Unos optan por ser deportistas y esculpirse un cuerpo mazizo mientras que otros venden sus principios para medrar en un trabajo capaz de satisfacer el estilo de vida consumista característico de Occidente. Un coche, un traje, o un buen televisor de plasma que nos permita nutrir nuestra cabeza con un mínimo de telebasura y de publicidad diaria, pueden ser algunos de los premios con los que nos recompensamos para evitar pensar en los aspectos desagradables del prójimo.
No es de buena educación rebelarse ni poner el grito en el cielo ante cualquier injusticia, porque Dios no lo quiera, estaríamos llamando la atención, y perder los papeles en una sociedad avanzada e interconectada donde todos somos amigos es algo censurable que nadie se puede permitir. Sin embargo ¿Qué pasa cuando alguien se sale del redil?
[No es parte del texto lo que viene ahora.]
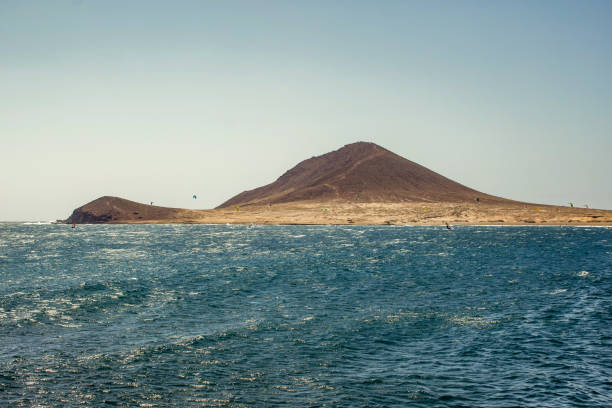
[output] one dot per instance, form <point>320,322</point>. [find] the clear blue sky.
<point>157,101</point>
Según los datos obtenidos por la Cátedra Fundación Alicia Koplowitz en El libro blanco de la psiquiatría del niño y el adolescente de este 2014, los médicos han establecido que uno de cada ocho menores está afectado por algún tipo de trastorno mental y más de 1,6 millones están expuestos a desarrollarlos por su situación de riesgo.
El elevado número ha alarmado a algunas de las comunidades autónomas, especialmente al País Vasco y a Cataluña, que buscan establecer medidas preventivas para paliar estas enfermedades cada vez más crecientes. Aunque la noticia pueda sorprender en un primer momento, lo cierto es que las consecuencias son bastante lógicas una vez se analiza el panorama de estrés en el que convivimos.
El paro, la corrupción, el alcoholismo, la contaminación medioambiental y acústica, el pésimo nivel educativo o las familias desestructuradas son algunos de los factores que propician el incremento de estas taras mentales.
Sin embargo, el mayor problema lo encontramos en la ausencia de tratamientos, los jóvenes siguen empeorando psicológicamente sin que nadie mueva un dedo para solucionarlo hasta que se produce un incidente serio. Es entonces cuando la sociedad decide mirar y actuar increpando a instituciones y exigiendo una satisfacción que suele terminar con el confinamiento del chaval en cuestión. La medicación en estos casos no suele solucionar ya el problema pero sirve al menos para acallarlo. Mientras tanto, esos mismos males persisten en miles de jóvenes desorientados que necesitan ayuda para poder liberar esa carga que llevan.
El arte suele ser una salida prometedora para muchos de ellos, gracias a los proyectos creativos las enfermedades son ignoradas y plasmadas en un fascinante proceso que además sirve de guía a los psiquiatras a la hora de descifrar las claves que pueden causar las dolencias estudiadas.
Y es que hay una fina capa entre la locura y la genialidad que todavía sigue causando curiosidad incluso entre los más expertos en el tema, los trastornos bipolares han impulsado irónicamente la carrera de grandes artistas como Van Gogh, Kafka, Syd Barrett o el más reciente Leopoldo María Panero dejando un legado difícil de olvidar. Por esta misma razón no hay que olvidar que la locura, en su justa medida, puede ser utilizada positivamente a través del arte como canalizadora de nuestros miedos y de nuestras deficiencias siendo capaz de limpiar el alma.
No es de extrañar que los artistas más vanguardistas del siglo XXI intenten reproducir un tono de locura y de rareza en sus obras pictóricas porque, no nos engañemos, la demencia, lo escandaloso, lo sexual y lo perturbador siempre vende. Y es que hoy en día, ni siquiera hace falta venderlo a costa del talento, basta con impactar lo suficiente para ser el foco de atención en las redes sociales. Esto hace preguntarme ¿Por qué es tan preciada la locura?¿Tanto la necesitamos?¿Nos satisface presenciar las taras en las personas que nos rodean?
Es posible que la respuesta a estas preguntas no sea un rotundo sí, pero tampoco hay que obviar que lo terrorífico, lo extraño o desconocido siempre ha inquietado al hombre. Si no, díganme por qué triunfa tanto la literatura de Stephen King o el programa de nuestro querido amigo Iker Jiménez.